The first and most important, is the data structure itself. Since NetCDF allow you to structure the data, I would not store it as line by line (as some kind of CSV inside NetCDF). Instead, I would organize it by other way:

Remark that probably you would add new points in the future, so I would set as unlimited dimensions not only the time, but also position

Regarding to the variables itself:

The compression level (4 by default) is ok. Since this would be more for archival purposes (I guess) and not operational, I would try higher levels to see if you save more space.

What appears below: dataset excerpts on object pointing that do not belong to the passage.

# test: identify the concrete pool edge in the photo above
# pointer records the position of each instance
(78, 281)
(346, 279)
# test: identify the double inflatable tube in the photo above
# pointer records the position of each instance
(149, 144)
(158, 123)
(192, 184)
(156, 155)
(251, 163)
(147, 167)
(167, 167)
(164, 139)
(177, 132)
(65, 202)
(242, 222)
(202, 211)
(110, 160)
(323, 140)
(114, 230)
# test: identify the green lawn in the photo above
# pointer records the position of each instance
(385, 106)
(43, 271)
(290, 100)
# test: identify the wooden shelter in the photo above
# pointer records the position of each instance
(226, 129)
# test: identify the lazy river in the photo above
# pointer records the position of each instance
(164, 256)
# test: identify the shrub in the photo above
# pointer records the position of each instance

vk496 commented 4 years ago

If it helps, I did quickly a python script to test more or less what I described above.

import netCDF4 as nc
import csv
import numpy as np
import progressbar
from datetime import datetime

def get_params(file):

    gmp_num=set()
    time_num=set()

    print("Obtaining dimension of lat/lon")

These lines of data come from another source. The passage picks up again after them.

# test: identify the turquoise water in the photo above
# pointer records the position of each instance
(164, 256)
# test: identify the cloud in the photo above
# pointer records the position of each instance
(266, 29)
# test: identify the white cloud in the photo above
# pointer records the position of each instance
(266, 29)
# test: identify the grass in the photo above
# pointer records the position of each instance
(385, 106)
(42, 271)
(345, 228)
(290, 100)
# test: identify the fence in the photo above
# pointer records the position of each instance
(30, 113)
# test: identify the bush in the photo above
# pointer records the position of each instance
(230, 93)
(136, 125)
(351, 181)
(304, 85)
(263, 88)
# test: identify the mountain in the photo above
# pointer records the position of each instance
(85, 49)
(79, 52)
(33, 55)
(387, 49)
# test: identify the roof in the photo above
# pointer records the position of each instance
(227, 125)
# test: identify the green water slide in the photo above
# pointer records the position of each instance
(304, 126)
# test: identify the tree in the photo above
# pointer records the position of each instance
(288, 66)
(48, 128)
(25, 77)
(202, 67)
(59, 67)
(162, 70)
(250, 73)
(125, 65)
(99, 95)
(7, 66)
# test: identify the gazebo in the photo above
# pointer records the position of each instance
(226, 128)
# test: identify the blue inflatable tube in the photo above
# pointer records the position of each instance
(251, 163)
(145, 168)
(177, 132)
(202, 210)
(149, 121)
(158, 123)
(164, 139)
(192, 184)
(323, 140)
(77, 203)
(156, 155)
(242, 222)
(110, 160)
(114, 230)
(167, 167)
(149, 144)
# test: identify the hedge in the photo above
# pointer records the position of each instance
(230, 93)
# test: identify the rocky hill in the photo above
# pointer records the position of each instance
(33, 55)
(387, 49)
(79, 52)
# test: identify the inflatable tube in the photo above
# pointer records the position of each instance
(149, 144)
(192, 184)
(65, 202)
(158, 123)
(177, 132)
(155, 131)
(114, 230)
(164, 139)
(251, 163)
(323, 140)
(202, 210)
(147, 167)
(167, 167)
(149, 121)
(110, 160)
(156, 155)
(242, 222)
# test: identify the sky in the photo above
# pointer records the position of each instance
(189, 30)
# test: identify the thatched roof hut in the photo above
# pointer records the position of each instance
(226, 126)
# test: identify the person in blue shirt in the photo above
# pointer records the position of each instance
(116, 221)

    with open(file, mode='rt') as csv_file:
        csv_reader = csv.reader(csv_file)
        line_count = 1
        verify_points=dict()

        next(csv_reader)

        for row in progressbar.progressbar(csv_reader):
            if not row: # The file finalizes each line with \r\r\n, which is not standard. Skip when interprets new line with no info
                line_count += 1
                continue

            number_sta=row[0]
            lat=row[1]
            lon=row[2]
            # time = int(nc.date2num(datetime.strptime(row[4], '%Y%m%d %H:%M'), 'seconds since 1970-01-01 00:00'))
            time = row[4]

            gmp = (lat,lon)
            time_num.add(time)
            gmp_num.add(gmp)

            if number_sta in verify_points:
                if verify_points[number_sta] != gmp:
                    raise ValueError(f"Error!. The station ({number_sta}) already have a position ({verify_points[number_sta]}) and a new position ({gmp}) is not the same.")
            else:
                verify_points[number_sta] = gmp

            if line_count == 100000:
                break

            line_count += 1

    del verify_points
    time_total= len(time_num)
    print(f"time: {time_total}; gmp: {len(gmp_num)}")

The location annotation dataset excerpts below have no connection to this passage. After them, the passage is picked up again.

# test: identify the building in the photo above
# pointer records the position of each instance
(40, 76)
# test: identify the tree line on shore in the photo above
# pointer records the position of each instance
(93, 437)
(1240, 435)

    return gmp_num, time_num, line_count

file_test="NW2016.csv"

gmp_num, time_num, total_csv = get_params(file_test)

total_pos = len(gmp_num)

gmp_num = sorted(gmp_num)
gmp_indexes = dict()
for idx, val in enumerate(gmp_num):
    gmp_indexes[val] = idx

time_num = sorted(time_num)
time_indexes = dict()
for idx, val in enumerate(time_num):
    time_indexes[val] = idx

# total_lat, total_lon = 238, 238

file2data = nc.Dataset("DATA.nc", 'w',  format='NETCDF4')

dtime  = file2data.createDimension('time', None)
dlat  = file2data.createDimension('position', total_pos)

vtime  = file2data.createVariable('time', 'u4', ('time'), zlib=True)
vtime[:] = [ int(nc.date2num(datetime.strptime(val, '%Y%m%d %H:%M'), 'seconds since 1970-01-01 00:00')) for val in time_num]

nc_number_sta  = file2data.createVariable('number_sta', 'i4', ('position'), zlib=True)
nc_height_sta  = file2data.createVariable('height_sta', 'u2', ('position'), zlib=True)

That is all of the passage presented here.